ALEX BRUMMER: Bitcoin is proving an unsafe haven for difficult times
Crypto’s Dangerous Descent: Bitcoin Proves An Unsafe Haven For Difficult Times, Says ALEX BRUMMER
Regulators have often warned about the risks to consumers of exposure to bitcoin and other cryptocurrencies. But it did little to curb the enthusiasm.
Despite the warnings, authorities inadvertently contributed to investors piling up by embracing blockchain as a more secure form of ledger and discussing the possibility of central bank cryptocurrencies.
Rather than drawing a line in the sand, Wall Street and other markets allowed crypto instruments — including exchange traded funds (ETFs) and initial public offerings (IPOs) — to multiply.
Crypto Crisis: Crypto market cap has fallen from a peak of £2.4 trillion (roughly the size of the UK economy) last year to around £700 billion in last trade
Basketball fanatics, who tuned into the NBA finals between Golden State Warriors (the winners) and Boston Celtics last week, were still bombarded with ads for Crypto.com, backed by star Joel Embiid, even as the global price for bitcoin plummeted. used to be.
This was a bit like promoting 110 percent Northern Rock mortgages in the FA Cup final commercials when the subprime mortgage market imploded in 2007-08.
Crypto’s market cap has fallen from a peak of £2.4 trillion (roughly the size of the UK economy) last year to around £700 billion in last trade.
On its way down, bitcoin is dragging companies that provide crypto services and funds to a bad place.
Among those feeling the pain are crypto hedge fund Three Arrows Capital, Asia-based cryptocurrency lender Babel Finance and US lender Celsius. Shares of the ‘secure’ crypto trading platform Coinbase have fallen about 80 percent since the beginning of the year.
Turbulence has led to fears of a cascade of bankruptcies such as we saw at the start of the financial crisis. The big difference is that back then, consumer losses were largely insured in markets where savers could recover their deposits. The implosion is now in the unregulated Wild West.
Bitcoin is proving to be an unsafe haven in difficult times. It is falling like a brick while inflation is rising and interest rates are rising.
The unanswered question is whether the crypto meltdown will be confined to the fringes of the financial system or attack its underpinnings?
One of the possible cracks is the fact that many investors have been buying crypto on margin, which means that as the price falls, brokers demand more cash to cover the losses.
With some 45 percent of crypto investors estimated to be under water, there should be concern that the deficits will spread from the brink to mainstream lenders.
In London last year, Morgan Stanley’s Aussie-American boss James Gorman left no doubt that he was a crypto skeptic, suggesting that bitcoin is anything but worthless.
Not all financial firms have necessarily been as strict in their approach.
Not going anywhere
The best that can be said about EasyJet’s decision to cut its flight schedule this summer is that it faces the reality of staff shortages in the sector before schools start to break up.
That won’t be much comfort to stranded customers or those of us who have booked our flights well in advance and can’t be sure they’re going to take off.
What it does tell us is that EasyJet boss Johan Lundgren shouldn’t have been so ambitious when planning post-pandemic flight schedules.
The constant chopping and changing damages the reputation of an airline that has sought to position itself above the other no-nonsense airlines.
Likewise, the likelihood of further losses, following a £2.2bn deficit during the pandemic, will not inspire shareholder confidence.

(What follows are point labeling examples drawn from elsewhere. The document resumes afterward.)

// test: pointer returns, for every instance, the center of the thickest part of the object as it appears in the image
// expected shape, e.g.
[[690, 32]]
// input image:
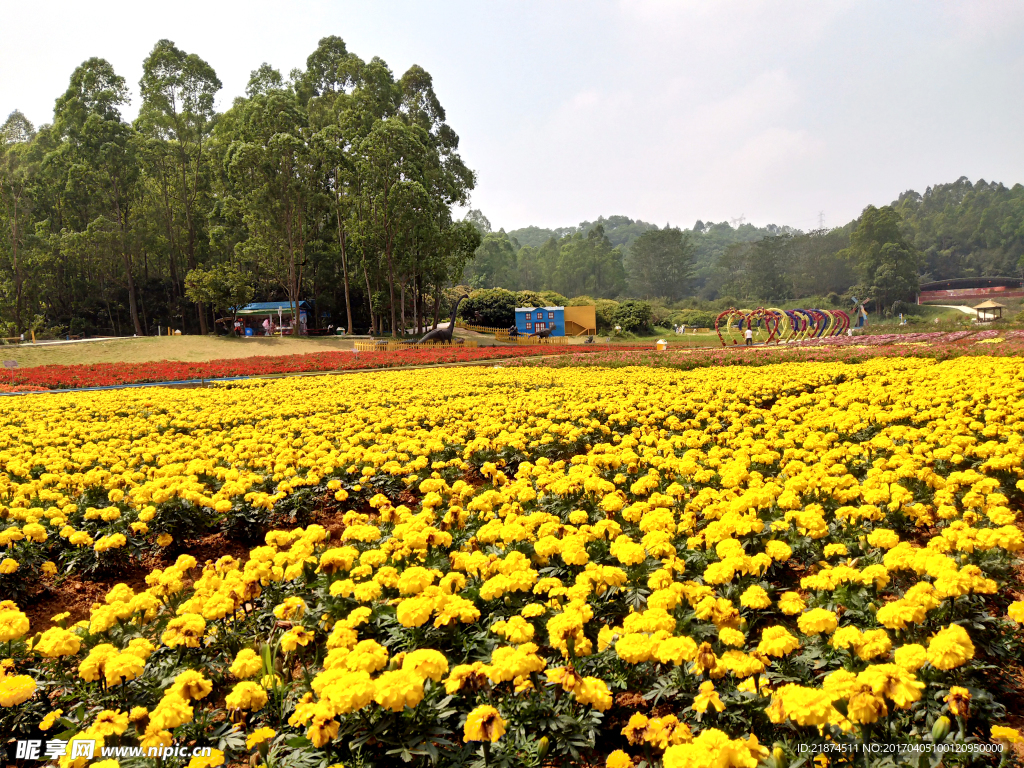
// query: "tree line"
[[335, 183], [951, 230]]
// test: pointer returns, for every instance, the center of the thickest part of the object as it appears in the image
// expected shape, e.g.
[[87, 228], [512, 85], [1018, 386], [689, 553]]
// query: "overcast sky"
[[667, 111]]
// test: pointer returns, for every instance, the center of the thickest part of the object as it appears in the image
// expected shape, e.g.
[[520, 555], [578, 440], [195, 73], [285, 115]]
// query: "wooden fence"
[[481, 329], [392, 345]]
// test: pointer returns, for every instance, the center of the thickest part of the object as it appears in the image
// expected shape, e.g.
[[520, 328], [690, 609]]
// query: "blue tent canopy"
[[263, 308]]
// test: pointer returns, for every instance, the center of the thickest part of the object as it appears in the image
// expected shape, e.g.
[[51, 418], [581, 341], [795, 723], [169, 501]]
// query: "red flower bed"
[[763, 355], [112, 374]]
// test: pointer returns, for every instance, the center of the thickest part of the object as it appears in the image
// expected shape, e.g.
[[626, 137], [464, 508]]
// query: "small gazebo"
[[989, 310]]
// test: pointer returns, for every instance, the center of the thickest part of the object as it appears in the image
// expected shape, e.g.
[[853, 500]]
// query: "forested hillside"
[[333, 185], [951, 230], [336, 185]]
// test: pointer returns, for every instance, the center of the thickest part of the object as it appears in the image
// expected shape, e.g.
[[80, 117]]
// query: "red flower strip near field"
[[763, 355], [112, 374]]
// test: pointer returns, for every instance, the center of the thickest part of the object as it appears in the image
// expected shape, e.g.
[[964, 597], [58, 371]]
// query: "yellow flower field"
[[718, 567]]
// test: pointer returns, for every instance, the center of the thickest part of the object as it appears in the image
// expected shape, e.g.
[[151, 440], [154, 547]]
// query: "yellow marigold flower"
[[778, 551], [259, 735], [791, 603], [893, 682], [397, 689], [184, 630], [247, 664], [776, 641], [111, 723], [190, 685], [883, 538], [15, 689], [295, 637], [960, 700], [864, 706], [714, 748], [13, 624], [950, 647], [755, 597], [911, 656], [817, 621], [1005, 733], [292, 608], [708, 697], [483, 724], [427, 664], [1016, 611], [215, 758], [246, 695], [57, 642]]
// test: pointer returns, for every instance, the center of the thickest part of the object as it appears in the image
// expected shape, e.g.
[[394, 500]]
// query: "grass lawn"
[[189, 348]]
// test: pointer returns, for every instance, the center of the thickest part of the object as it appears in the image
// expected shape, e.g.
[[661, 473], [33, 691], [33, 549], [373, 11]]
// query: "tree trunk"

If there’s a silver lining to this (before someone yells ‘Brexit’ from the sidelines), it’s that this isn’t just any Gatwick event.
Despite multiple runways, Schiphol in the Netherlands has a similar shortage of air traffic controllers, and Paris – notorious for its peak season foes – has similarly disrupted.
Britain could improve things if HMRC stuck its finger in handling new recruits.
Primark owner Associated British Foods isn’t known for rushing fences.
When it opened its first US store in Boston in 2015, it did so cautiously, recognizing how many UK retailers have failed in their US ambition.
It is equally wise online, well aware that the margins do not allow for expensive packaging, delivery and returns.
After an upgrade to its website, it starts modestly with ‘click and collect’ for children’s clothing in 25 stores in the Northwest. If that works, expect a wider rollout. Eat your heart out, pressure Asos and Boohoo.